The patient underwent a right great toe bone curettage with debridement. IV antibiotics were administered for 5 days, consisting of clindamycin 600 mg three times daily (Zen Pharma, India) and 3 g cefoperazone with sulbactam twice daily (Aqua Vitoe Laboratories, India). After debridement, lab results were HbA_1c 37 mmol/mol, Hb 8.19 mmol/1, WBC 6.9 × 10⁹/1, platelet count 134 × 10⁹/1, serum creatinine 88.4 µmol/1 and CRP 20 mg/1.

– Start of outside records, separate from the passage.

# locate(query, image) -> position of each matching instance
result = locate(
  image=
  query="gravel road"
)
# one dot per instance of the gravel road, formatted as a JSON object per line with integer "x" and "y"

Once the wound showed no signs of infection, autologous PRFM therapy was initiated. By the third week, there was a significant improvement in wound healing, and complete healing was achieved by the fifth week [Figure 5].

Case 5

A 30-year-old man with T2D diagnosed 7 months earlier presented with a left foot abscess (Wagner grade 2) and a foreign body.

The patient underwent left foot wound debridement and the foreign body, a small piece of glass, was removed. IV antibiotics were administered – linezolid 600 mg twice daily (Pure and Cure Healthcare, India), clindamycin 600 mg three times daily (Zen Pharma, India) and cefoperazone with sulbactam 3 g twice daily (Aqua Vitoe Laboratories, India).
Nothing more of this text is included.